### Derivation of time independent Schrodinger wave equation

Time independent Schrodinger wave equation:

We know the time dependent Schrodinger wave equation:

$i \hbar \frac{\partial \psi(x,t)}{\partial t}= -\frac{\hbar^{2}}{2m} \frac{\partial^{2} \psi(x,t)}{\partial x^{2}}+ V(x) \psi(x,t) \qquad(1)$

The wave function $\psi(x,t)$ is the product of space function $\psi(x)$ and time function $\psi(t)$. So

$\psi(x,t)=\psi(x) \psi(t) \qquad (2)$

Now apply the wave function form of equation$(2)$ to time dependent Schrodinger wave equation $(1)$

$i \hbar \psi(x) \frac{d \psi(t)}{d t}= -\frac{\hbar^{2}}{2m} \psi(t) \frac{d^{2} \psi(x)}{d x^{2}}+ V(x) \psi(x) \psi(t) \qquad(3)$

In the above equation $(3)$ ordinary derivatives is used in place of partial derivatives because each of function $\psi(x)$ and $\psi(t)$ depends on only one variable.

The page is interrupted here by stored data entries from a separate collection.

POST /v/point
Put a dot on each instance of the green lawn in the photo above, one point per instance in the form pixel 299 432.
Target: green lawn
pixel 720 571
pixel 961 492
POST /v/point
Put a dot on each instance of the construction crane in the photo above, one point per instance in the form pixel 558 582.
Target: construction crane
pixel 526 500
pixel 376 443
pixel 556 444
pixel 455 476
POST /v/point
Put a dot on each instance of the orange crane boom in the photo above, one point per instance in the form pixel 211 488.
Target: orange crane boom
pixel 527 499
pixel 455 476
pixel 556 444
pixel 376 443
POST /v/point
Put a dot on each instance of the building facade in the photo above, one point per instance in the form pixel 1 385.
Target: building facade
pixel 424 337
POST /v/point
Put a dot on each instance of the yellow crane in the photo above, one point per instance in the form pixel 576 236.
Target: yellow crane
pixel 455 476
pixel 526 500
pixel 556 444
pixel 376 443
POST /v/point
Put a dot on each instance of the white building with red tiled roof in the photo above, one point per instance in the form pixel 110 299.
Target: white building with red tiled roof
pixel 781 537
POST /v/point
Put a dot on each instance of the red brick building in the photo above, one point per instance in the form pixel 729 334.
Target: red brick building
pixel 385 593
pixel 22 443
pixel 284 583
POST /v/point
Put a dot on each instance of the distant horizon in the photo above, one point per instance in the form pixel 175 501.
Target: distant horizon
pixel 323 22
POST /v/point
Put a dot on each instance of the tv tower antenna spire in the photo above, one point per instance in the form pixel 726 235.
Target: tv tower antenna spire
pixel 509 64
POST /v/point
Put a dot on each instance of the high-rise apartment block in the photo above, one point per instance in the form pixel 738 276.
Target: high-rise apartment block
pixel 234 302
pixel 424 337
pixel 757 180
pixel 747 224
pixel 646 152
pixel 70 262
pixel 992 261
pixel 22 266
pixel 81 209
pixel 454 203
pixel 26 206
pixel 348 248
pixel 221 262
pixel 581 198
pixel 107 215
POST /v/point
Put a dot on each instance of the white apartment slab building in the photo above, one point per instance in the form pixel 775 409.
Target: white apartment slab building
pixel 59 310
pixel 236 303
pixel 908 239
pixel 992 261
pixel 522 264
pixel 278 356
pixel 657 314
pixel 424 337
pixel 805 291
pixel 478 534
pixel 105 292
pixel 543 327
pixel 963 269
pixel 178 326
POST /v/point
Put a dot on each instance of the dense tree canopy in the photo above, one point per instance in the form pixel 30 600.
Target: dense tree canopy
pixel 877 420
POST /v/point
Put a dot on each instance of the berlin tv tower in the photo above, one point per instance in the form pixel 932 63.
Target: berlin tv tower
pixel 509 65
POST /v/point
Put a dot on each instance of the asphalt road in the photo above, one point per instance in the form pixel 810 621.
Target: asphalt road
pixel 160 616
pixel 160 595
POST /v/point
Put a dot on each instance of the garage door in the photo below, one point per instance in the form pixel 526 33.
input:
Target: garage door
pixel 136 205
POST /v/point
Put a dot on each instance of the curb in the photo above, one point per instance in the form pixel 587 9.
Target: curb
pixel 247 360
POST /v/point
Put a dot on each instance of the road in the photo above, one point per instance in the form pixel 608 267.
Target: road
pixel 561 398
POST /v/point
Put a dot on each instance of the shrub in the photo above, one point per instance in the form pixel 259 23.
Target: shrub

Now divide the above equation $(3)$ by $\psi(x)\psi(t)$ so

$i \hbar \frac{1}{\psi(t)} \frac{d \psi(t)}{d t}= -\frac{\hbar^{2}}{2m} \frac{1}{\psi(x)} \frac{d^{2} \psi(x)}{d x^{2}}+ V(x) \qquad(4)$

The above equation is known as the separation of time-independent part and time-independent part of the wave equation. The time-independent part is known as the energy function operator. i.e

$E=i \hbar \frac{1}{\psi(t)} \frac{d \psi(t)}{d t} \qquad(5)$

So from equation $(4)$ and equation$(5)$

$E= -\frac{\hbar^{2}}{2m} \frac{1}{\psi(x)} \frac{d^{2} \psi(x)}{d x^{2}}+ V(x)$

$E \psi(x)= -\frac{\hbar^{2}}{2m} \frac{d^{2} \psi(x)}{d x^{2}}+ V(x) \psi(x)$

$\frac{d^{2} \psi(x)}{d x^{2}}+\frac{2m}{\hbar^{2}}(E-V)\psi(x)=0$

This is time-independent Schrodinger wave equation.

Now for a free particle i.e, there is no force acting on the particle then the potential energy of a particle will be zero i.e. $V(x)=0$. Therefore time independent Schrodinger equation can be written as:

$\frac{d^{2} \psi(x)}{d x^{2}}+\frac{2mE}{\hbar^{2}}\psi(x)=0$

This is time-independent Schrodinger wave equation for a free particle.